Silver rout worsened by ‘destabilizing’ leveraged ETF spree, BIS says
The worst silver sell-off in history at the end of January was accelerated by the growing footprint of retail investors in leveraged exchange-traded funds, according to the Bank for International Settlements.
The white metal collapsed as much as 36% on Jan. 30, its biggest one-day wipeout on record. The abrupt plunge, following a rapid surge of more than 50% in just a few weeks, points to the destabilizing role of retail flows that were amplified by forced sales from leveraged ETFs, the Basel-based institution said in its quarterly report on market developments.
A wave of speculative buying helped push silver to fresh records at the start of the year, aided by geopolitical upheaval and concerns about the US central bank’s independence.

As prices retreated, the largest ETF tracking silver had to quickly shed more than $3 billion worth of futures, according to Bloomberg calculations, unleashing a wave of selling into an already crowded market. The 2x ProShares Ultra Silver ETF, known as AGQ, has to mechanically adjust futures exposure as part of its daily leverage reset, which targets daily investment returns of twice the move in silver futures.
“This predictable, momentum‑like trading creates feedback loops that reinforce prevailing trends and can distort prices,” the BIS said. “The footprint of leveraged ETFs’ destabilizing trading appears to have grown amid the retail-driven exuberance in precious metal markets.”
Margin‑triggered liquidations further amplified the sell‑off, the reports authors said.
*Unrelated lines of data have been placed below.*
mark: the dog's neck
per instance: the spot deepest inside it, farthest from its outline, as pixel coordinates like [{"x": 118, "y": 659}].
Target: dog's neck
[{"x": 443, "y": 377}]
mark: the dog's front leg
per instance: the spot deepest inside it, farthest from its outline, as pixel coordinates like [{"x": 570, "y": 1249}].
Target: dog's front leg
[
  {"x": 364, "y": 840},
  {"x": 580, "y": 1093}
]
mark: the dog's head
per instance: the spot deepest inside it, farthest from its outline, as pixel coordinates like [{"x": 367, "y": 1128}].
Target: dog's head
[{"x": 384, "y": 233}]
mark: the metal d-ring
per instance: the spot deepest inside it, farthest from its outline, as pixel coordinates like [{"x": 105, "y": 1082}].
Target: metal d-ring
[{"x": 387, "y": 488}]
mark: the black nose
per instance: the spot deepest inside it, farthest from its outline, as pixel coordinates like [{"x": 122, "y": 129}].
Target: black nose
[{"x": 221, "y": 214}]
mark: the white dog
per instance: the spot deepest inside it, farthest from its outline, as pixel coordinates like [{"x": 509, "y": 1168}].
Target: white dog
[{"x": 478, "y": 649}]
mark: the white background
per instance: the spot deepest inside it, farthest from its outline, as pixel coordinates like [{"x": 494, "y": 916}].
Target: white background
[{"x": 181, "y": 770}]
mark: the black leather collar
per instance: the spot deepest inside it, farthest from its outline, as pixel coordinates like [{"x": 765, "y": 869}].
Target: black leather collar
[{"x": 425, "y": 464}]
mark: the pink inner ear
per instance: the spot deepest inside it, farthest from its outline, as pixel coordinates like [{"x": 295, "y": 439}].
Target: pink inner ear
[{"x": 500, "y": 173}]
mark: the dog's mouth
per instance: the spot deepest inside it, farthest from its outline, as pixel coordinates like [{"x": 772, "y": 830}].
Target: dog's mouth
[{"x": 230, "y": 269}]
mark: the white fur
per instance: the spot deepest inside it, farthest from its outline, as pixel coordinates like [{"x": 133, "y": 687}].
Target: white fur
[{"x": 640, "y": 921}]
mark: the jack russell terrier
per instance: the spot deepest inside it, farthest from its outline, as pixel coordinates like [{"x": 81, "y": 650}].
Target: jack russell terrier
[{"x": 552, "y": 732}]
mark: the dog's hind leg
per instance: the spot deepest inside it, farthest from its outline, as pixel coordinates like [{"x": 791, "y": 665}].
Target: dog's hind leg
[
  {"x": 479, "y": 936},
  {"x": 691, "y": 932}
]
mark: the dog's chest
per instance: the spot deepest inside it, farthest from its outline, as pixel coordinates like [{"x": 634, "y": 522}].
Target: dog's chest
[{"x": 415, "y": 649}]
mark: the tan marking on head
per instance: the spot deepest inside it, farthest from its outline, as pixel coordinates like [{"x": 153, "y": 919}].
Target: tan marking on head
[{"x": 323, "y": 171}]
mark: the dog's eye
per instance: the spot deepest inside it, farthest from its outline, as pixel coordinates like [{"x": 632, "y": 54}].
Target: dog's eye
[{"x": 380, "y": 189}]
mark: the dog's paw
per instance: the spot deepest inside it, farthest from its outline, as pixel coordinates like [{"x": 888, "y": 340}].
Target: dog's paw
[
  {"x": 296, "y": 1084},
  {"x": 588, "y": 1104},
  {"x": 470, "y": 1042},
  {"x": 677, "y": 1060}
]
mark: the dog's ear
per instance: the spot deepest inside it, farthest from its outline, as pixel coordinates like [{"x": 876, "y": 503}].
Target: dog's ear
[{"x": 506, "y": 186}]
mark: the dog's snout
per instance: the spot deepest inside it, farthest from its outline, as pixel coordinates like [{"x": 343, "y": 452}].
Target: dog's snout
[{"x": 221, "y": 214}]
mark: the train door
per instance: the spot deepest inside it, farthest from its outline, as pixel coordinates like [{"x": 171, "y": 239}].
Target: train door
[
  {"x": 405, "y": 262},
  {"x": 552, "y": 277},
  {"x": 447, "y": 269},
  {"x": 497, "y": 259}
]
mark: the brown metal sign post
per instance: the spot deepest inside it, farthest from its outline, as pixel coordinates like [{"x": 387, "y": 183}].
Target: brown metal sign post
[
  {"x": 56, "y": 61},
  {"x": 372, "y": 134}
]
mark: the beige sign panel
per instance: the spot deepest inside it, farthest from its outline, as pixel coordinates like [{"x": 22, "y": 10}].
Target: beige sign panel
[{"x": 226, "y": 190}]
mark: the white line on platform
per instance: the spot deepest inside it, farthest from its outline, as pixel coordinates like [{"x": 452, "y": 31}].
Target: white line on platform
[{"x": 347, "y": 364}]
Futures selling combined with leveraged ETF rebalancing to “create a self‑reinforcing loop of lower prices and further margin calls,” they added.
Leveraged ETFs have surged in popularity, with nearly a third of those launched last year featuring some form of leverage, according to data compiled by Bloomberg Intelligence. The US Securities and Exchange Commission recently asked issuers not to move forward with a new wave of planned funds, citing concerns over increasingly aggressive fund structures, according to people familiar with the matter.